“Try?” She shook her head. “A very, very weak hope, John Geary. How did we end up stuck like this?”
“Exceptionally bad luck, for one thing. If Flotilla Delta hadn’t shown up, we could have finished eliminating Flotilla Bravo as a threat, then left for Branwyn.” Geary stared into the depths of the star display. “And bad judgment. My bad judgment. I made the decision to come to Lakota, and it was a very bad decision.”
“Was it? Because you didn’t know you’d encounter exceptionally bad luck?” Rione moved over and sat down beside him, leaning against his shoulder. “This isn’t something you can blame yourself for.
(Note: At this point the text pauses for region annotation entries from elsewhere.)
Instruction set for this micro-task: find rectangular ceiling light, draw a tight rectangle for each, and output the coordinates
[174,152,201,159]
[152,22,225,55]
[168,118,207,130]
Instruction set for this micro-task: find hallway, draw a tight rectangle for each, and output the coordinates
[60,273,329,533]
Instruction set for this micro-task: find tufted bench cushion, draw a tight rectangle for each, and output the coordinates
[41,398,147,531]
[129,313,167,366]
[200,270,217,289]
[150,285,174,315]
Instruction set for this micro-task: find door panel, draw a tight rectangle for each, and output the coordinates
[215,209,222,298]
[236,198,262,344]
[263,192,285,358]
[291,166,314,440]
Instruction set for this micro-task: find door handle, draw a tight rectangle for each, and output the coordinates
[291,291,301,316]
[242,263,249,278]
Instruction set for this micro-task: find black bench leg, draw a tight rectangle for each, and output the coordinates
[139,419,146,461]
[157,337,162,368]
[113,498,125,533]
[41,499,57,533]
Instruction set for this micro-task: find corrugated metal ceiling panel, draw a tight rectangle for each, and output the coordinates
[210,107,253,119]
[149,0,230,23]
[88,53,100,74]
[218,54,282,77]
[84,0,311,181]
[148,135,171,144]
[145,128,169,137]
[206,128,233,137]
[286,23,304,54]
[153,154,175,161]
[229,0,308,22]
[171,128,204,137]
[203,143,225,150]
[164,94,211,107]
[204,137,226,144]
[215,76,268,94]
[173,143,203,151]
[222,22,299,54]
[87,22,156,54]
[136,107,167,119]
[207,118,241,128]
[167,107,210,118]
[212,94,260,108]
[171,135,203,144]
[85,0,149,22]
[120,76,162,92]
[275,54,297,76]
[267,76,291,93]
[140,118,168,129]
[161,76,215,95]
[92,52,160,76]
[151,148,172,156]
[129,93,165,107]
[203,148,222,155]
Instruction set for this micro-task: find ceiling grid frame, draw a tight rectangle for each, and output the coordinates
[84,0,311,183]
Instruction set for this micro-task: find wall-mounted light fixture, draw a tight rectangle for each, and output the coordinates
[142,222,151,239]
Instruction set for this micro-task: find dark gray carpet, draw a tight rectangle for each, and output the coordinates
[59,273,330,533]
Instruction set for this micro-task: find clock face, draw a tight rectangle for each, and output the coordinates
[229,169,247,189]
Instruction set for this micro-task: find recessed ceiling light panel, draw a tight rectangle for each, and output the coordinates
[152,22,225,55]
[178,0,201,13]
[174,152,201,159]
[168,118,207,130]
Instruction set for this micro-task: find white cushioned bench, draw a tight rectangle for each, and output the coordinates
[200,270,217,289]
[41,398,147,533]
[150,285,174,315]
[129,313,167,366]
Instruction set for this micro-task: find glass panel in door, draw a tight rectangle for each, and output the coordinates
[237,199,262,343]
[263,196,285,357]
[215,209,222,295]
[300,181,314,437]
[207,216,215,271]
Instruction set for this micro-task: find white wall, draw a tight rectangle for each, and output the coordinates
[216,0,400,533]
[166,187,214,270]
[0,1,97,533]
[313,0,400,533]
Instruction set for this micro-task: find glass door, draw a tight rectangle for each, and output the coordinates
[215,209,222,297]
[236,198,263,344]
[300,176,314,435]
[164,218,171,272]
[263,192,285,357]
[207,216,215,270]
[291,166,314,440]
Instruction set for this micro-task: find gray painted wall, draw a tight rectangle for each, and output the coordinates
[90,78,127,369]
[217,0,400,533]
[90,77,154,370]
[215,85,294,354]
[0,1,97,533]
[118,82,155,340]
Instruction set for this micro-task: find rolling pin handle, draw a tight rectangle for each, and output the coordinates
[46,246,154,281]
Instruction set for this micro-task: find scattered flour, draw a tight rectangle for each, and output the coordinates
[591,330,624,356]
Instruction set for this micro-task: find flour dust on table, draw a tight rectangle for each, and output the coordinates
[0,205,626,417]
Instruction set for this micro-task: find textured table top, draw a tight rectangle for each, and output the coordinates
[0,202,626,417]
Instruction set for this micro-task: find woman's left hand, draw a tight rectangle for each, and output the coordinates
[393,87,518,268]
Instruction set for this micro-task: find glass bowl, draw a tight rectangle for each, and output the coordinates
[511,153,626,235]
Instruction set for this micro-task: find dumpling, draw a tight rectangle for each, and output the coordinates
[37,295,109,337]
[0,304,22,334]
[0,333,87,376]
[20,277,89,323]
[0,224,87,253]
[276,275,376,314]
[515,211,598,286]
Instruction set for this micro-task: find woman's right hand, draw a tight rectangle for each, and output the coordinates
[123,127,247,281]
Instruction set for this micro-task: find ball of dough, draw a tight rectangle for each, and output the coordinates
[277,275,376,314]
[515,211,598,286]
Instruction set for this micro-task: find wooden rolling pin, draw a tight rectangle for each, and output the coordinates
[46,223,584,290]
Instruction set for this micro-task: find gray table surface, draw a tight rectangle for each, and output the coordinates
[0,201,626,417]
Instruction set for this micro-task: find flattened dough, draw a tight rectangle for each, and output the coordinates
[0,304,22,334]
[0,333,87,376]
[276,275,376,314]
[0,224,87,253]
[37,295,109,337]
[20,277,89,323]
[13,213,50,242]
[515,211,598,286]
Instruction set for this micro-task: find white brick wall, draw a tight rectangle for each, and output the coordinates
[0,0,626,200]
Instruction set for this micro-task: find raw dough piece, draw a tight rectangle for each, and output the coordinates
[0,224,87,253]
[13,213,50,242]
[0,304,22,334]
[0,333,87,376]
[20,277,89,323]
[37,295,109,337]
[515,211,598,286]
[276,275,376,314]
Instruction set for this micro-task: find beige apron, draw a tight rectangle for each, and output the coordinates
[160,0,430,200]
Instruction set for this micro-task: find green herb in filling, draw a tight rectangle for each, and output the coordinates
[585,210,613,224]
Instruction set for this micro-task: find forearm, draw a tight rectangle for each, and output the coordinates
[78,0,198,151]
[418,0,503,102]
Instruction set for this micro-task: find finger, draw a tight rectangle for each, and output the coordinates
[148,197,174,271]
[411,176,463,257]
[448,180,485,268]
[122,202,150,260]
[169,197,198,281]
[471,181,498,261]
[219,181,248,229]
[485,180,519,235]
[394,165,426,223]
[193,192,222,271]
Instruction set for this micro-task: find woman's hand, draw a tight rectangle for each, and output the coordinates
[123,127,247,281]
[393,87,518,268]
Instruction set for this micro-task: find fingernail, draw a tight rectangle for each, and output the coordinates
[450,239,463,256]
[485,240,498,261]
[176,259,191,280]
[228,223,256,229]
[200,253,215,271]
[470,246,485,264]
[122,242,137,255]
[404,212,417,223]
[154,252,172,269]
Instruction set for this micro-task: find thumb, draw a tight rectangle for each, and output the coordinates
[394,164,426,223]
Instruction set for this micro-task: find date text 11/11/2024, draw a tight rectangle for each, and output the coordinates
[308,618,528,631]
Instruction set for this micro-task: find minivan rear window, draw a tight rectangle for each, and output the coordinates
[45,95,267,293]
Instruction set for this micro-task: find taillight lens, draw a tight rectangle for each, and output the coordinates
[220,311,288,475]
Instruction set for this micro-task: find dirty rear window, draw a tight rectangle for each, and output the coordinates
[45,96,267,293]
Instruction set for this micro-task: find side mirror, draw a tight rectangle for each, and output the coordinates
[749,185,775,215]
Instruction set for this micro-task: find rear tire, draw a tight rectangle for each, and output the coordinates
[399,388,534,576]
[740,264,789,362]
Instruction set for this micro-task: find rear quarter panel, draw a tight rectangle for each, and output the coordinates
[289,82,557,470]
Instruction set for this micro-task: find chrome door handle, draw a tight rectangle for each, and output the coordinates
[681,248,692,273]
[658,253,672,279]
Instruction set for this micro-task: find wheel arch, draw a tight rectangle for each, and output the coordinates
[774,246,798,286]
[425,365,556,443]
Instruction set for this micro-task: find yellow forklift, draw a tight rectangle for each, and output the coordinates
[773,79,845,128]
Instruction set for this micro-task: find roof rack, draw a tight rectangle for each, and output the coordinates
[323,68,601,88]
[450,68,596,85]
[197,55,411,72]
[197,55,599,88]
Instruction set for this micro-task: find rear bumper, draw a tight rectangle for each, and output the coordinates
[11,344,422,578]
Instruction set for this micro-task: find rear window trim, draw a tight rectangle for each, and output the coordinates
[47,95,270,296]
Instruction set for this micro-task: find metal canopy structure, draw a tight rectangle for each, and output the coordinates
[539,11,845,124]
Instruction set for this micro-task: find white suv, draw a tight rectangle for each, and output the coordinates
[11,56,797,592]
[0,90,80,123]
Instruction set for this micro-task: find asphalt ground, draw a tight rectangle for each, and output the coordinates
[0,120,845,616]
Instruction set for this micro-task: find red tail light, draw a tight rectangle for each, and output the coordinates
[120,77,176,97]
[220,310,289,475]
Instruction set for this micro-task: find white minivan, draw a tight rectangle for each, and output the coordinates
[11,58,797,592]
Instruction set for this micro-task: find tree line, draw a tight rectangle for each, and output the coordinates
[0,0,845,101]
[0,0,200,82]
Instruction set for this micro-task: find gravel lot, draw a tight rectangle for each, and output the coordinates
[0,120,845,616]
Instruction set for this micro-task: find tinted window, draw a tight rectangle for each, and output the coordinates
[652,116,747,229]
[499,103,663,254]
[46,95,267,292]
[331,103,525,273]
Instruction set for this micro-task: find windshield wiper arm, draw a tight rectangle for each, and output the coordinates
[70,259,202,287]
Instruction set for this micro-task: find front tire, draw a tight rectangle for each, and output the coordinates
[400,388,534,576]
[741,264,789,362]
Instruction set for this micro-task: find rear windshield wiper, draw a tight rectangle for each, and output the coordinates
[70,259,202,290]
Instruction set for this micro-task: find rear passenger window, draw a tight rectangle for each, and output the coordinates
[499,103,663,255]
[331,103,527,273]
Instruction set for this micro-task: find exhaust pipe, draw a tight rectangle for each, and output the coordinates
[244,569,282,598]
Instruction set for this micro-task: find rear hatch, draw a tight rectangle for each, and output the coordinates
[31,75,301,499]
And I should know, being an expert on blaming oneself as I am.”
“It doesn’t feel right to not have you chewing me out for messing up by being too aggressive,” Geary remarked.
“I’ve told you that I don’t want to be too predictable.” She sat up and made an exasperated sound. “Maybe we’re not supposed to get home. Maybe what we’ve learned is too dangerous.”
“I won’t accept that.”
“Good.” She stood up. “I need to make peace with someone, if I can. I might not have too many more days to try.”
Desjani? “Who?”
“My ancestors. I’ll see you in a while.”
“Do you mind if I walk with you?”
Rione frowned at him again. “You’re not my husband. You don’t belong in the room with me.”
“I know. I wouldn’t go that far. I want to talk to my ancestors, too.”
Rione’s face cleared. “Perhaps they’ll have some good advice.”
“If they don’t, I’ve always got you.”
She rolled her eyes. “Advice I have in plenty. Good advice is another thing, it seems.”
“You told me that I’d be stupid and insane to bring this fleet to Lakota,” Geary pointed out. “You seem to have been right about that.”
For some reason that seemed to amuse her slightly. “I think I said you were stupid and Falco was insane. Fine. Walk with me. Let the crew see their hero and his lover being pious and proper. Then, assuming I haven’t been blasted into ashes by my shamed ancestors, we can come back here and compare notes on whatever inspirations or warnings we felt.”
Geary stood up, laughing slightly. “That’s one hell of thing to base military planning on, isn’t? Signs and portents. Like we’re ancients peering up at the stars and wondering what they are.”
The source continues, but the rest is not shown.